In response to Ms. De Keersmaeker’s comments, Beyoncé said in a statement: “Clearly, the ballet ‘Rosas danst Rosas’ was one of many references for my video ‘Countdown.’ It was one of the inspirations used to bring the feel and look of the song to life.”

“I was also paying tribute to the film, ‘Funny Face’ with the legendary Audrey Hepburn,” Beyoncé continued. “My biggest inspirations were the ’60s, the ’70s, Brigitte Bardot, Andy Warhol, Twiggy and Diana Ross.” She added, “I’ve always been fascinated by the way contemporary art uses different elements and references to produce something unique.”

The co-director of the video, Adria Petty, told MTV news recently she had showed Beyoncé footage of contemporary dance in Europe to generate ideas.

“I brought Beyoncé a number or references and we picked some out together,” Ms.

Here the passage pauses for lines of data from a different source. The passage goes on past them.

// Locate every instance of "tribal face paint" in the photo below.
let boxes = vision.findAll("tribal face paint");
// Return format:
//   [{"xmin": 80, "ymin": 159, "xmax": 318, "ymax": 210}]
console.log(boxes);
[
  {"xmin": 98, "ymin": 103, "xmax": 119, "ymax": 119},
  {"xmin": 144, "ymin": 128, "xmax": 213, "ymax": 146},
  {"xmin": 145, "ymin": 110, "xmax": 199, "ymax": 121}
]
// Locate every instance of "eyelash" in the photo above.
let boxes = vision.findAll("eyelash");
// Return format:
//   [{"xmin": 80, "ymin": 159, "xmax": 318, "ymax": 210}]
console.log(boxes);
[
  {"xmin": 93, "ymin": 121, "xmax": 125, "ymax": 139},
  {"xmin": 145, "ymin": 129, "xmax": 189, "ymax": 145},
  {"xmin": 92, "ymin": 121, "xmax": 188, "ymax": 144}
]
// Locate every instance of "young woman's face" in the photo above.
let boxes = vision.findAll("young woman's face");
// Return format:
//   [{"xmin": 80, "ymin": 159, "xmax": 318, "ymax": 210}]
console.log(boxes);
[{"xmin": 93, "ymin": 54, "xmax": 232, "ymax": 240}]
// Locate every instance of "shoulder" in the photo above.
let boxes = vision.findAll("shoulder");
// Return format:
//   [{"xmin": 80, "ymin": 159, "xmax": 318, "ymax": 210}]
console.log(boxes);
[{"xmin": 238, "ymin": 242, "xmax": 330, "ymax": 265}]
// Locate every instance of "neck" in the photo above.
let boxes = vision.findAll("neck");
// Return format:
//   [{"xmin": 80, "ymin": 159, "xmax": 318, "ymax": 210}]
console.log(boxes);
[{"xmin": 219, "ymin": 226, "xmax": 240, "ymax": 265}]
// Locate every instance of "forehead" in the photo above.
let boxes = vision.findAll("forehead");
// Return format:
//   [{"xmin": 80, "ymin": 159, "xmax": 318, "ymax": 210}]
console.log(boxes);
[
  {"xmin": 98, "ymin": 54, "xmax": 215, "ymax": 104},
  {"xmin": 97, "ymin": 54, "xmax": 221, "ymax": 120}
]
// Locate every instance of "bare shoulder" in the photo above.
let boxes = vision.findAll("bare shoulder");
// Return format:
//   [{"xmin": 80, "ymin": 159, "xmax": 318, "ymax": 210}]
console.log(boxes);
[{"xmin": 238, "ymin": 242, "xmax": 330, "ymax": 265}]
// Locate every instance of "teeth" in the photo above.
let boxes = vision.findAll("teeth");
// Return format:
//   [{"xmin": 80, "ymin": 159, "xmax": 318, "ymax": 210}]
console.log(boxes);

Petty said. “Most were German modern dance references, believe it or not.”

Beyoncé was accused of borrowing dance moves earlier this year, after some of the choreography for her performance of “Run the World (Girls)” at the Billboard Music awards in May appeared to be taken from a dance by Lorella Cuccarini. She later acknowledged that Cuccarini had inspired her.

In a letter posted on Studio Brussel’s Web site on Monday, Ms. De Keersmaeker, who has been a major force in contemporary dance for three decades, said: “Beyoncé is not the worst copycat; she sings and dances very well, and she has a good taste! On the other hand, there are protocols and consequences to such actions, and I can’t imagine she and her team are not aware of it.”

She added that borrowed choreography seemed robbed of its original power in the context of a pop music video. “In the 1980s, this was seen as a statement of girl power, based on assuming a feminine stance on sexual expression,” she wrote. “I was often asked then if it was feminist. Now that I see Beyoncé dancing it, I find it pleasant but I don’t see any edge to it. It’s seductive in an entertaining consumerist way.”

Beyonce also sat down with Harper’s Bazaar and talked about waiting to become a mother and her marriage to Jay-Z.

“It was important to me that I gave myself time to focus on becoming the woman I want to be, building my empire, my relationship, and my self-worth, before I became a mother. Now God has blessed us with the ultimate.”

She and Jay-Z are a deeply committed and extremely private couple, just as happy grabbing pizza in Brooklyn as they are yachting around the Mediterranean. “We have been together since I was 20 years old,” she says. “We took our time and developed an unbreakable friendship before we got married. I admire his ability to inspire others. To me, Jay represents the American dream. Jay’s music has helped define our generation. All that he has overcome and worked to achieve gives millions hope that they can become whatever they want to be. I respect him so much; he is a great man and a great artist.”

In a rare moment of candor about their relationship, she continues: “We focused three years on our marriage and found that it brought us an even stronger bond and connection. But like anything great and successful in your life, marriage takes hard work and sacrifice. It has to be something both you and your husband deeply want. The best thing about marriage is the amount of growth you have because you can no longer hide from your fears and insecurities. There’s someone right there calling you out on your flaws and building you up when you need the support. If you are with the right person, it brings out the best version of you.